Amos Sisco of Washington County was a free Black man who, as the certificate of freedom says, was “about descending the Ohio river on a Steamboat in the Capacity of a Cook.” Sisco needed his certificate to protect his movements because in 1837, the year the certificate was signed and recorded, the Underground Railroad movement was active, and the waterways and rivers were used often as transport for fugitive slaves.

Jesse Turner of Southampton County, Va., was registered in that county’s court on Aug. 18, 1829, as a free man of color. A record of the filing was made in the Allegheny County deed books on Sept. 6, 1848. Turner probably moved to Allegheny County in 1848 and needed to file his certificate attesting to his free status. Given the harsh reprisals against African Americans that followed Nat Turner’s 1831 revolt in Southampton County, Jesse Turner would probably have had a difficult time obtaining his certificate there after the revolt.

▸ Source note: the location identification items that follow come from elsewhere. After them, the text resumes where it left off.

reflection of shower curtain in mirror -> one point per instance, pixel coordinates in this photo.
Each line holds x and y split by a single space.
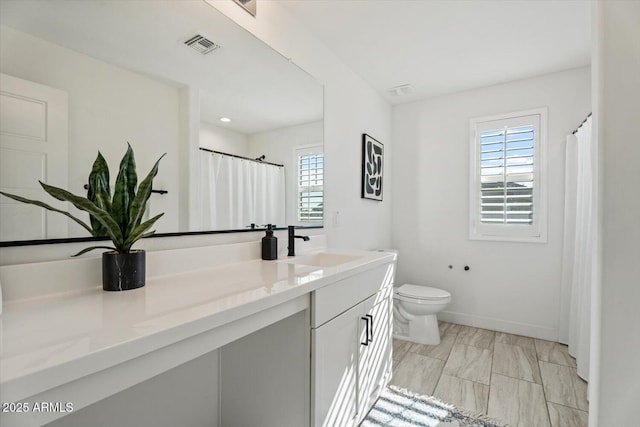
238 192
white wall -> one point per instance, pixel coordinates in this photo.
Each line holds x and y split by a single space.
108 106
513 287
218 138
279 146
351 108
615 373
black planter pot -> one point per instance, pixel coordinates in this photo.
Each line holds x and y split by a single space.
121 272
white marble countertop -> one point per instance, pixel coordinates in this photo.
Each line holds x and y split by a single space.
53 339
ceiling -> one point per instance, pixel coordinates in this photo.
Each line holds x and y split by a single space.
445 46
245 79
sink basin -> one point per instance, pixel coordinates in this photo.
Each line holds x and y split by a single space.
322 259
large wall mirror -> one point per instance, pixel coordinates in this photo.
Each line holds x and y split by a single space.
242 126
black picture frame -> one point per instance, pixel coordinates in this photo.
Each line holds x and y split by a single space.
372 168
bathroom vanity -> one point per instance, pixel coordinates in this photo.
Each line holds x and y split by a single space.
237 341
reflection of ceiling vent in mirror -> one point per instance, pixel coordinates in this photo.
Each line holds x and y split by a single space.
201 44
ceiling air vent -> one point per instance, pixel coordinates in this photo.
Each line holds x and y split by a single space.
201 44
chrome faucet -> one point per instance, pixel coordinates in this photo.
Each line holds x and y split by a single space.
292 240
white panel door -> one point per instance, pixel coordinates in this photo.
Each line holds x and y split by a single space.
33 147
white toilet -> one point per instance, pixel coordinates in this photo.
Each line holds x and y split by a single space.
414 313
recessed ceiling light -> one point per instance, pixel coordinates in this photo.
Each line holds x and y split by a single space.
401 90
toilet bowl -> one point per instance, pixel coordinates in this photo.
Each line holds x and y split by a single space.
414 313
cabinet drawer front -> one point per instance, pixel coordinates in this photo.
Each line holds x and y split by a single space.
334 299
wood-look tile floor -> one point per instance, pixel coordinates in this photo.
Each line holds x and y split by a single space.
521 381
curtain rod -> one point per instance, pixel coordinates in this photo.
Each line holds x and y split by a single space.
583 122
241 157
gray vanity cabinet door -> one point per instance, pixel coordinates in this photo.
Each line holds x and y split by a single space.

It is even possible that Jesse Turner had been enslaved by the same Southampton County slaveholders, Benjamin Turner and his son Samuel, who had enslaved Nat Turner and his mother.

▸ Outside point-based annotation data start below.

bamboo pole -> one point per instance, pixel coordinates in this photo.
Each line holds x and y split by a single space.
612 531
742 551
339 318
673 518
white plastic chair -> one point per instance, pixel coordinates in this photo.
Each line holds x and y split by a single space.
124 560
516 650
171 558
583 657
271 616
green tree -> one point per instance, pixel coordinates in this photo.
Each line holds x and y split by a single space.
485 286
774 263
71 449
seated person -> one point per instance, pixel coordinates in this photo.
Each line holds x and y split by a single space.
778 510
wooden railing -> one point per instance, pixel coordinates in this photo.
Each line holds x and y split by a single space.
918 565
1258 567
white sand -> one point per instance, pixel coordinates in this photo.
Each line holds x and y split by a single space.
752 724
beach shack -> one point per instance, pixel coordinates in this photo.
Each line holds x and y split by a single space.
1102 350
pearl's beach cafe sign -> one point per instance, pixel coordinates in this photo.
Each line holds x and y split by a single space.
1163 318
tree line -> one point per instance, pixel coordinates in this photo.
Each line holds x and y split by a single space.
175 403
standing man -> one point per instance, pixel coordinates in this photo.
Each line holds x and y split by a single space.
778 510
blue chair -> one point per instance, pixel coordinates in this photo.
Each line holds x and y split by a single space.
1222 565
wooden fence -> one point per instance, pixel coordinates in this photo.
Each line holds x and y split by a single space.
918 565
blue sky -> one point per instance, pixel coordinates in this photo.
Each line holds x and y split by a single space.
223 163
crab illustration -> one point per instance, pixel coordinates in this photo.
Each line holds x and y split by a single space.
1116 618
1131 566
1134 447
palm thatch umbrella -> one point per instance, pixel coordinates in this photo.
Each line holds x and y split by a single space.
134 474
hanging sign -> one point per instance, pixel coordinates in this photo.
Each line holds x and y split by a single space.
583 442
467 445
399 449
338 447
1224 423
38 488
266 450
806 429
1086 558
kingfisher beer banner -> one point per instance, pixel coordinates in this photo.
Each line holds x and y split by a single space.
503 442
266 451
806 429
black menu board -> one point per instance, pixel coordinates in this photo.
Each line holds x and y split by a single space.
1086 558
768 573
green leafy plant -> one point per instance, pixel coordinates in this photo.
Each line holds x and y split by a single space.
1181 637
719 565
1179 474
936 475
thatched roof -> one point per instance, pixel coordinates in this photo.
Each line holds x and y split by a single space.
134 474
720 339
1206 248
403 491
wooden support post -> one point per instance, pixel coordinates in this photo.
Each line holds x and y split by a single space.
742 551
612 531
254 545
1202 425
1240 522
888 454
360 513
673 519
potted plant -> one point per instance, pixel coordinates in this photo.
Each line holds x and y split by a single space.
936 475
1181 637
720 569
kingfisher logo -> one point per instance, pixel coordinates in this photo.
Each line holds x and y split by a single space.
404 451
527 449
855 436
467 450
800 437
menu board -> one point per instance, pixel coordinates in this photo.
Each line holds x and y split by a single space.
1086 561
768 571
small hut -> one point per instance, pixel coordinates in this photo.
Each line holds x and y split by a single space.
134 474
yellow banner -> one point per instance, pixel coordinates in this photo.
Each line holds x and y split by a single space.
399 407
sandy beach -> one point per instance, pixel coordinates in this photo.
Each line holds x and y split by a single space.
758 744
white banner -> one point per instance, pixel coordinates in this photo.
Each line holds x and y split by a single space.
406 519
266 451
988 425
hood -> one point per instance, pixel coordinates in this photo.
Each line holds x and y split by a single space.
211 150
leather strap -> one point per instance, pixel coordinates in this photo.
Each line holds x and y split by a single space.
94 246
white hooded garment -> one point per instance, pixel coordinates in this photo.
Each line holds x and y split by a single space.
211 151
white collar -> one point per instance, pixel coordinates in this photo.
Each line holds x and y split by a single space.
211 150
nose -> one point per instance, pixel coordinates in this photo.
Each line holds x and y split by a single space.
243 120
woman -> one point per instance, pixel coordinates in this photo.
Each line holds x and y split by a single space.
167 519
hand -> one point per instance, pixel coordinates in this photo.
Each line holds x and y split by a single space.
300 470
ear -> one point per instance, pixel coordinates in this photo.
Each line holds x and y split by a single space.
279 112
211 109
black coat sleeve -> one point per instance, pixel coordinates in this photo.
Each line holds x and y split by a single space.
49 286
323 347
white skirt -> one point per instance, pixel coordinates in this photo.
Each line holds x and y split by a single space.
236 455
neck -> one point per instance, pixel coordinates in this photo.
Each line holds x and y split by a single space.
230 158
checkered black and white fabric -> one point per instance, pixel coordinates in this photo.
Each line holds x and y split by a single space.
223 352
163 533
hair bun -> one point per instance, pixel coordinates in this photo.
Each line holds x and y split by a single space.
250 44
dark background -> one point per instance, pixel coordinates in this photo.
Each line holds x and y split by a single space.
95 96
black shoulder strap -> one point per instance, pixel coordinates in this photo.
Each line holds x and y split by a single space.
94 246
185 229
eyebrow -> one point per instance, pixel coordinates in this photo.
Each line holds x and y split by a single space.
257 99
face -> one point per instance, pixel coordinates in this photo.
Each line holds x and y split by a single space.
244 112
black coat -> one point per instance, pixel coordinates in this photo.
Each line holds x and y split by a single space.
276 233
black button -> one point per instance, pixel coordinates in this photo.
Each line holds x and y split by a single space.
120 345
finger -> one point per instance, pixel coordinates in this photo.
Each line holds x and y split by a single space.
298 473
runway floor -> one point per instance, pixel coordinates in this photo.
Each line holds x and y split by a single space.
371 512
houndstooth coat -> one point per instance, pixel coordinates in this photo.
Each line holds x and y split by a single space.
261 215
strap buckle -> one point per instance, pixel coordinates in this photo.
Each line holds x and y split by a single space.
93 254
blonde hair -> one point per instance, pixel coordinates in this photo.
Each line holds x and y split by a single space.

In some cases, African Americans participated in the benign purchase and sale of family members. In this regard, the freedom papers of Julia Mason recorded by the County on Oct. 1, 1851, constitute an illuminating record. Mason was freed by her husband, Robert Mason, who purchased her from G. W. Baker of Winchester, Va., for the sum of $600. Julia was 35 years old at the time, and, as it was just a year after the passage of the Fugitive Slave Act, Robert Mason was careful to record the manumission of his wife with the deeds office. Since Robert Mason was a free African American, this document records a Black person participating in the slave economy, but for the honorable purpose of freeing his wife from bondage.

About the Indentures

The documents titled Indentures referred to that clause of the Gradual Abolition Act that called for those born of slave mothers after March 1, 1780, to serve 28 years as indentured servants. One such indenture that raises a number of questions is that of the 6-year-old slave girl Sally. Sally was a slave for life to Thomas Woods of Ohio County, Va., who manumitted her in 1825 to serve until age 28 as an indentured servant to Pittsburgh attorney John McKee (not to be confused with McKeesport founder John McKee).

Sally, “having no parents living in the State of Pennsylvania,” arrived in the Commonwealth to serve a term of 22 years as an indentured servant. We don’t know whether Sally served the full term of this contract. The peculiar thing is that a 6-year-old was contracting herself as an indenture, apprenticed “to learn the Art and mystery of a house Servant and Cook.” Two members of the Pittsburgh Bar approved this transaction, Pittsburgh aldermen Thomas Enochs and Magnus Murray, the man who would later serve two terms as the city’s mayor.

In 1793, the same John McKee who had founded McKeesport and freed Peter Cosco indentured a young woman named Kut, the daughter of an enslaved woman named Negro Suck. The indenture was for 12.5 years and states that Kut “shall faithfully serve his [McKee’s] lawful commands, cheerfully obey; she shall not contract matrimony &c &c, nor do anything detrimental to her said Master’s interests; she shall not commit fornication nor frequent taverns, cards, dice nor any unlawful games.”

It appears by the statements made in this document that some perception of the surrounding community made a Black girl prey to the vices of society. This record also suggests Blacks’ preservation of their African roots through their choice of names. Taking another look at the indenture of Kut and her mother Suck, we see a name with West African cultural connections: Suck appears to be derived from the Wolof female name Sukey. The Wolof were native to West Africa’s Guinea and Senegambia region. Sukey was a common name among Creole slaves in Louisiana, as was the common Creole name Kut, sometimes spelled Quite.